Il est trop facile, à l'heure actuelle, d'oublier que les premiers essais nucléaires français eurent lieu... en Algérie. Et que donc les agissements français dans le Pacifique Sud sont simplement coloniaux, aux charmes aussi surannés que le gaullisme.
Chirac semble vraiment prendre les non-gaullistes pour des cons et le reste de la planète pour des fourmis aux prises avec la raison d'État. Pourtant, le président précédent, adepte également de la raison d'État, et gaulliste à ses heures perdues n'avait-il pas déclaré: “Je vous assure qu'après ma présidence, plus aucun tir d'essai n'aura lieu. Une nouvelle escalade aux armements nucléaires serait une injure pour le monde entier et une gifle pour le tiers-monde. J'ai confiance en mes successeurs, ils suivront la même route” déclara le président Mitterrand le 6 mai 1994. Le 13 juillet 1995, un an après cette déclaration, un mois après la signature du traité de non-prolifération et trois jours après le dixième anniversaire de l'attentat sur le Rainbow Warrior, le président Chirac fraichement élu déclara “suivre l'avis unanime des spécialistes estimant une reprise des essais nécessaire.”.

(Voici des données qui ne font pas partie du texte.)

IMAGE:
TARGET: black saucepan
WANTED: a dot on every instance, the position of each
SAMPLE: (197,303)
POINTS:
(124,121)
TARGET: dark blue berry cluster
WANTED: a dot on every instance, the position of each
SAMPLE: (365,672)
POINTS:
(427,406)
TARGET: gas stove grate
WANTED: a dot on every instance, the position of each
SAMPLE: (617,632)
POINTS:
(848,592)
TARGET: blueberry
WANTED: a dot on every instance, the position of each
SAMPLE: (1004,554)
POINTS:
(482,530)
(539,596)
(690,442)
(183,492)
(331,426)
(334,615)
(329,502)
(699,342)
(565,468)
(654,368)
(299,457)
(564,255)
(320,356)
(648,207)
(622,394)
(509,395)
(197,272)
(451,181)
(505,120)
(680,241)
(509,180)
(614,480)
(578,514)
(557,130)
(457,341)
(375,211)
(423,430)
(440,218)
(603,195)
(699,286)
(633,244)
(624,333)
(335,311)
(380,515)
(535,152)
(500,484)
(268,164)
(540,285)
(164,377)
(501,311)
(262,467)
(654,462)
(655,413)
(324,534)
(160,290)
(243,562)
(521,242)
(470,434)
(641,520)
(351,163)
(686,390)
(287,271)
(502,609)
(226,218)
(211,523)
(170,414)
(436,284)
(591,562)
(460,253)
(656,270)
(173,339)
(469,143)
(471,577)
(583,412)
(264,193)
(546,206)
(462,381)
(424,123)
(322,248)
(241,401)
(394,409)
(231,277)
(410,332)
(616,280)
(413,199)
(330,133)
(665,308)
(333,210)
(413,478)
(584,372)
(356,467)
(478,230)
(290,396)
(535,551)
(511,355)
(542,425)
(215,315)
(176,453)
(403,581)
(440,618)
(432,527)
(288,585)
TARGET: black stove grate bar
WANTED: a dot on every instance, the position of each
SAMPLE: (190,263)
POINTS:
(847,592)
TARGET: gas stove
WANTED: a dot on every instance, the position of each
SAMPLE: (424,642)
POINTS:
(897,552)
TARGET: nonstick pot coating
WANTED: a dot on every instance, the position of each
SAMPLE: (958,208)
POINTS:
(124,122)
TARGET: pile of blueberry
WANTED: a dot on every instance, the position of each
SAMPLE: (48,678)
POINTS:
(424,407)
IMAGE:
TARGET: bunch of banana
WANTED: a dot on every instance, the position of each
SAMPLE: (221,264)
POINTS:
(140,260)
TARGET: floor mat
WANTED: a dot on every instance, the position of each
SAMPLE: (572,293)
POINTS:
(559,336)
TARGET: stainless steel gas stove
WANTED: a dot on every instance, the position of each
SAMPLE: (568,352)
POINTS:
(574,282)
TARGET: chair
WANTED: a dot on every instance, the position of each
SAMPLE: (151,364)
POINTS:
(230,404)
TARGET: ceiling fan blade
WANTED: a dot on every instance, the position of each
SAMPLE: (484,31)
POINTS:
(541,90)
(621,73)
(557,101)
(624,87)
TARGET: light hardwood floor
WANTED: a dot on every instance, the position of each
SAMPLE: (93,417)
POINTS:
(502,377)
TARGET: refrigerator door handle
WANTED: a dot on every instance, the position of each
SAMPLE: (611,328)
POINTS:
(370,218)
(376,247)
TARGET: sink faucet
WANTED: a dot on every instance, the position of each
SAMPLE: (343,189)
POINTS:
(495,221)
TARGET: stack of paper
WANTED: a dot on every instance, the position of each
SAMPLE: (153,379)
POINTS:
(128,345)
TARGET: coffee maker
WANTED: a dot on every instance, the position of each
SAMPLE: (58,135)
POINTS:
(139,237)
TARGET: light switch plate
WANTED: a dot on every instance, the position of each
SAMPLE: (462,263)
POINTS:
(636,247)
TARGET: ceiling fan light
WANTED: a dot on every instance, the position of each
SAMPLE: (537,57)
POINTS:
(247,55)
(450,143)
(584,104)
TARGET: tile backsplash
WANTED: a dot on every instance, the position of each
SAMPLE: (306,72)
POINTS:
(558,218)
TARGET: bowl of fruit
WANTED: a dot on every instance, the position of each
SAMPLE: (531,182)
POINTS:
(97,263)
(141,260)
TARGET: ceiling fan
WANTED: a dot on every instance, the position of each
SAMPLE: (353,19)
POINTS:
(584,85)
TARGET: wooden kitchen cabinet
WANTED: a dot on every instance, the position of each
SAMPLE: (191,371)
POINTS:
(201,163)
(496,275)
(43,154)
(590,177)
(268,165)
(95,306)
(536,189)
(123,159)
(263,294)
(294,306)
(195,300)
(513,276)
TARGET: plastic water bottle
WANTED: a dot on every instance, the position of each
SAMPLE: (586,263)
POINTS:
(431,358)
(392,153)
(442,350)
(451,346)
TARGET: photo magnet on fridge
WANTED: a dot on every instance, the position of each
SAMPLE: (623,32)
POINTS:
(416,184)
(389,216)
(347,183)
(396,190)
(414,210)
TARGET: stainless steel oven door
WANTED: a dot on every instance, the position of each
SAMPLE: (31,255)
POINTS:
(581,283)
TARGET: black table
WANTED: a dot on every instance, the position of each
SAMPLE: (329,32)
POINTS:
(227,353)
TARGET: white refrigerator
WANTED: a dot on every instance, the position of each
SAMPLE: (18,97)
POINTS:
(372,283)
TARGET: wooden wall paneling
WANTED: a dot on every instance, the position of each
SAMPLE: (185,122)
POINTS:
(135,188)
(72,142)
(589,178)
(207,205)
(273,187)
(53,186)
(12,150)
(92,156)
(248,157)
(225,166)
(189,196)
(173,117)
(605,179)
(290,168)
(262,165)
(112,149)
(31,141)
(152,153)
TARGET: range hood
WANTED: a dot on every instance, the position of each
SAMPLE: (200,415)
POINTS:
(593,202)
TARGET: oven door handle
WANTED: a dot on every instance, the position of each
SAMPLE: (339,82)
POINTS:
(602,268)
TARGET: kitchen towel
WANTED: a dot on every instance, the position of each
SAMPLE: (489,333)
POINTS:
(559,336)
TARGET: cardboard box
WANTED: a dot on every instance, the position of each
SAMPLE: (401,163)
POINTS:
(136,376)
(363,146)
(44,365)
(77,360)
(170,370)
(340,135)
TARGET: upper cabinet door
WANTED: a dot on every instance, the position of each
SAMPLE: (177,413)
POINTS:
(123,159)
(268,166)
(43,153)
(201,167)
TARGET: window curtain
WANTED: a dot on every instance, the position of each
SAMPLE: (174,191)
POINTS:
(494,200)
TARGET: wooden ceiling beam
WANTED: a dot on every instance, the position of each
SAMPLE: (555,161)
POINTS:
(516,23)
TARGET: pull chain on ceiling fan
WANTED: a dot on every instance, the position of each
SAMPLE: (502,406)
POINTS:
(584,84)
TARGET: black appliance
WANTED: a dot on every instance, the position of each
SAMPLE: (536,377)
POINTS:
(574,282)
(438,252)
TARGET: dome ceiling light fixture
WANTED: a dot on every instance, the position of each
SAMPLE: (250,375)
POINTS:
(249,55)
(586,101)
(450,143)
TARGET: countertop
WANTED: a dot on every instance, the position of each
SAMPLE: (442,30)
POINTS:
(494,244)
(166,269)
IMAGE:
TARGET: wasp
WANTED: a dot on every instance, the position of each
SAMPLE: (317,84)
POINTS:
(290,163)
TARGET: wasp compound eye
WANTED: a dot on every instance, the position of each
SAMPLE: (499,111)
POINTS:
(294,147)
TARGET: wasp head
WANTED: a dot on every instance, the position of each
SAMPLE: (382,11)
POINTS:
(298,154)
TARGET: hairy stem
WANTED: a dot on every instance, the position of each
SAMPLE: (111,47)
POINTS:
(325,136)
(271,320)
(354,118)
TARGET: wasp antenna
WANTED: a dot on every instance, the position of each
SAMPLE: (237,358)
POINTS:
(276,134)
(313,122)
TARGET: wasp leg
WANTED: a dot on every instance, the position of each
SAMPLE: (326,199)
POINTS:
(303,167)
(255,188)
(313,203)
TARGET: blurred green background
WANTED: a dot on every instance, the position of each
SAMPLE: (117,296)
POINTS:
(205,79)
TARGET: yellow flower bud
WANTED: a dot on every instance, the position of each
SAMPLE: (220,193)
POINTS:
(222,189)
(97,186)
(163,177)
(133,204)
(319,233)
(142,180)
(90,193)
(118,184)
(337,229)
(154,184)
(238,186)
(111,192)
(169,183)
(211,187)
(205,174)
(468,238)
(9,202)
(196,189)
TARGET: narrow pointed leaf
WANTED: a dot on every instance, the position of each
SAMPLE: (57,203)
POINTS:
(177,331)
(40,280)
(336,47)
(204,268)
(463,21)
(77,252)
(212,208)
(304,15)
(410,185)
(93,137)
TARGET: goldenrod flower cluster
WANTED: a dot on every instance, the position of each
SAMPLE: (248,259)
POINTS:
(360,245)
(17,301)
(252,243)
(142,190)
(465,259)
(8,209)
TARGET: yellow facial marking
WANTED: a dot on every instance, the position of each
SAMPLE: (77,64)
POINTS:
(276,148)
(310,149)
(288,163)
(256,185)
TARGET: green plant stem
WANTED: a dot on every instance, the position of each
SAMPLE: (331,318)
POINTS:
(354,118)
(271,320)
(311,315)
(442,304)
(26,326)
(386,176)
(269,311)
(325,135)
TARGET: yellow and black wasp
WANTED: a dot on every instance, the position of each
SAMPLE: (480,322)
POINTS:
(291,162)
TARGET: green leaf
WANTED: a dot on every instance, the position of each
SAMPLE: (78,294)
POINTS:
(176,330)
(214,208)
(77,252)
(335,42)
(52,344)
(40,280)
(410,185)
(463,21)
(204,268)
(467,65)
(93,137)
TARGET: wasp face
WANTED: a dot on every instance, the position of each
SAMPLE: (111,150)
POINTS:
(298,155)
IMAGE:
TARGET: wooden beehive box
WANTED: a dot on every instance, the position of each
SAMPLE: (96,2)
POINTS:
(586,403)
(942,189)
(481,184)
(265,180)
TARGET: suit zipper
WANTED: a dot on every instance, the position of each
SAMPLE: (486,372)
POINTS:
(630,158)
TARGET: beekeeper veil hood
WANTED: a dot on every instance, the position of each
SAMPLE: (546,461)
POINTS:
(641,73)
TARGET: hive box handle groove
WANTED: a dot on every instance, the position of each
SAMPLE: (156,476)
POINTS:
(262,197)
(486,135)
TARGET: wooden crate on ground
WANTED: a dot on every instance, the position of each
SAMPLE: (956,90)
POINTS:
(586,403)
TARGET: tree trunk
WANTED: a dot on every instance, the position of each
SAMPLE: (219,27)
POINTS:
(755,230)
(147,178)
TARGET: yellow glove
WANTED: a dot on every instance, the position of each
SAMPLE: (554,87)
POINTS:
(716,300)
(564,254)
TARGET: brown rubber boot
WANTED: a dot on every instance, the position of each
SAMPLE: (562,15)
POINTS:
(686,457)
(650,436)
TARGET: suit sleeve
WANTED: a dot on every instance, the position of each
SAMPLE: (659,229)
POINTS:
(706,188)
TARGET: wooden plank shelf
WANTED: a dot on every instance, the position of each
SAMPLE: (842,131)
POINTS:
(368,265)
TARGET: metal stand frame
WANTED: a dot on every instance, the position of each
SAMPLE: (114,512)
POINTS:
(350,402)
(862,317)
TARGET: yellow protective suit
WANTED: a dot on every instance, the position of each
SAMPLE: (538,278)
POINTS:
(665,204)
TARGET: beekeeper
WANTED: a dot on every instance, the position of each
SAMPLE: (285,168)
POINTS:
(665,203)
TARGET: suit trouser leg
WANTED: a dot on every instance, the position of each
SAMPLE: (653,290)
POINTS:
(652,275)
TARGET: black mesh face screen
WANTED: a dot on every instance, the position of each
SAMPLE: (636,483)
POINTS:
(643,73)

Et les Belges dans tout cela? Bruyantes manifestations rue Béliard, et pétitions massives. Le gouvernement s'est borné à une solidarité européenne de mauvais aloi. Au sein des formations politiques, la palme revient au PRL, qui déclara en toute simplicité être farouchement en faveur des essais. Primo, si les experts le disent, c'est qu'ils faut les faire. Deuxio, la France doit tout faire pour garder son rang, car - tenez-vous bien! - la sécurité de toute la Communauté européenne en dépendra dans un avenir pas si lointain. Tertio, Greenpeace n'a qu'à aller protester en Chine (sic). Quarto, aucun rapport n'existe sur une pollution quelconque de l'océan.
Donc, si les spécialistes disent que l'on s'en portera mieux et qu'il n'y a pas de danger, on est pour! De fait, il n'existe aucun rapport officiel, indépendant et public ! Le parti de la croissance bénéfique ne semble pas touché par l'impossibilité de faire rimer sauvegarde de l'environnement et sauvage développement.
Au-delà des gesticulations au nom de la France, et des promesses de signer tous les traités que nous voulons, il semble bien que les bêtises gaullistes auront un impact et un facteur de pollution des esprits entreprenants non-mesurables et beaucoup plus durables qu'une simulation.
Car le traité de non-prolifération devient lettre morte si toute transaction touchant à l'atome relève (ce qui a toujours été le cas d'ailleurs) de l'affaire intérieure. Donc, la seule voie vers une vraie politique de non-prolifération réside dans la “dénationalisation” de l'atome en le confiant, en quelque sorte, au “patrimoine de l'humanit”. Sinon, pour tous les régimes et en tous temps, la raison d'État prendra le pas sur l'intérêt supérieur de l'humanité.